Parfait Onanga-Anyanga

Parfait Onanga-Anyanga is a Gabonese diplomat who has been serving as Special Envoy of United Nations Secretary-General António Guterres for the Horn of Africa since 2019.[1]

Parfait Onanga-Anyanga in 2016.

Education

Onanga-Anyanga holds a post graduate degree in political science from Paris 1 Pantheon-Sorbonne University and a master's degree in sociology from l’Université Omar Bongo in Libreville, Gabon.[2]

Career

During his time in the diplomatic service of Gabon, Onanga-Anyanga served as First Counsellor for Disarmament and Political Affairs at the Permanent Mission of Gabon to the United Nations in New York.
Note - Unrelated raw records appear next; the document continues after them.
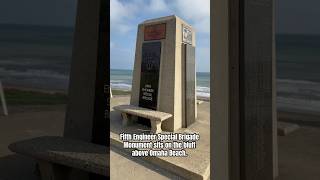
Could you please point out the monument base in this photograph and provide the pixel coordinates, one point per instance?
(200, 166)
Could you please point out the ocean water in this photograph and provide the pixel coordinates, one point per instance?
(39, 57)
(122, 80)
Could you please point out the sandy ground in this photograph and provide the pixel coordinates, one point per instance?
(299, 152)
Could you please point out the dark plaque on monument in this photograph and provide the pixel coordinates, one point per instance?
(149, 80)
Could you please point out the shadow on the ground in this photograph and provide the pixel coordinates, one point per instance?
(16, 167)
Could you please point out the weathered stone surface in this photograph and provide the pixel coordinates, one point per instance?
(72, 153)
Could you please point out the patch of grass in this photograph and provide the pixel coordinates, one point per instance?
(22, 97)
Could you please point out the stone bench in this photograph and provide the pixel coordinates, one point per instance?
(56, 154)
(156, 117)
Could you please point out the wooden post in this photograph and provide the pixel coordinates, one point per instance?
(243, 113)
(87, 116)
(3, 100)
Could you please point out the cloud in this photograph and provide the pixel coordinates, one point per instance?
(123, 12)
(120, 14)
(112, 44)
(197, 11)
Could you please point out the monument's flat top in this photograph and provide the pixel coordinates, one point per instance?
(73, 153)
(143, 112)
(165, 18)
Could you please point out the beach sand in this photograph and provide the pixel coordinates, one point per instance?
(299, 152)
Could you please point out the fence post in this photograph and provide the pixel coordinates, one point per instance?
(3, 100)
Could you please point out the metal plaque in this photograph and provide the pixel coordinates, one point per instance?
(186, 35)
(149, 80)
(155, 32)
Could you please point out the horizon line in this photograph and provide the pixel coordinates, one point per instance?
(132, 70)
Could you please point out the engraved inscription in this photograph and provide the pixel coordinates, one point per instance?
(155, 32)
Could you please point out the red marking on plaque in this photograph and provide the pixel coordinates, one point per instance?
(155, 32)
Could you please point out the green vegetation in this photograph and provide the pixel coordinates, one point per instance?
(22, 97)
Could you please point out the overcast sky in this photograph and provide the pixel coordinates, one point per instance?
(292, 16)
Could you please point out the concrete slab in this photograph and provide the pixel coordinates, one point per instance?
(286, 128)
(133, 167)
(195, 166)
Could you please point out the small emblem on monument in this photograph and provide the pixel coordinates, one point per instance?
(186, 35)
(155, 32)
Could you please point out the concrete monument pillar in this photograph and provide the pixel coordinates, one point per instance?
(243, 112)
(87, 116)
(164, 70)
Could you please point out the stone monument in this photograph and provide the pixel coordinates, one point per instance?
(164, 76)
Parfait Onanga-Anyanga has extensive experience with the United Nations both in the field and at United Nations Headquarters in New York. Upon moving to the United Nations, he became the acting Secretary to the United Nations Standing Advisory Committee for Security Questions in Central Africa (UNSAC). From 1998 to 2004, he held a variety of political and managerial positions at the Preparatory Commission of the Comprehensive Nuclear-Test-Ban Treaty Organization in Vienna and New York.[3] Onanga-Anyanga served in the Secretary-General's cabinet as a Director from 2007 to 2012 under Deputy Secretary-General of the United Nations Asha-Rose Mtengeti Migiro. He also worked in the Office of the President of the General Assembly from 2004 to 2007, with Gabon under former Chairperson of the African Union Commission, Jean Ping, and with Sweden under former Swedish Minister of Foreign Affairs, Jan Eliasson.

Appointed by United Nations Secretary-General Ban Ki-moon, Onanga-Anyanga served as the acting Special Representative for the United Nations Office in Burundi (BNUB) from 2012 until 2014. He later held the position of UN Coordinator for the response to the Boko Haram crisis.

From 2016 until 2019, Onanga-Anyanga served as the United Nations Special Representative for the Central African Republic and Head of the United Nations Multidimensional Integrated Stabilization Mission in the Central African Republic (MINUSCA).[4][5]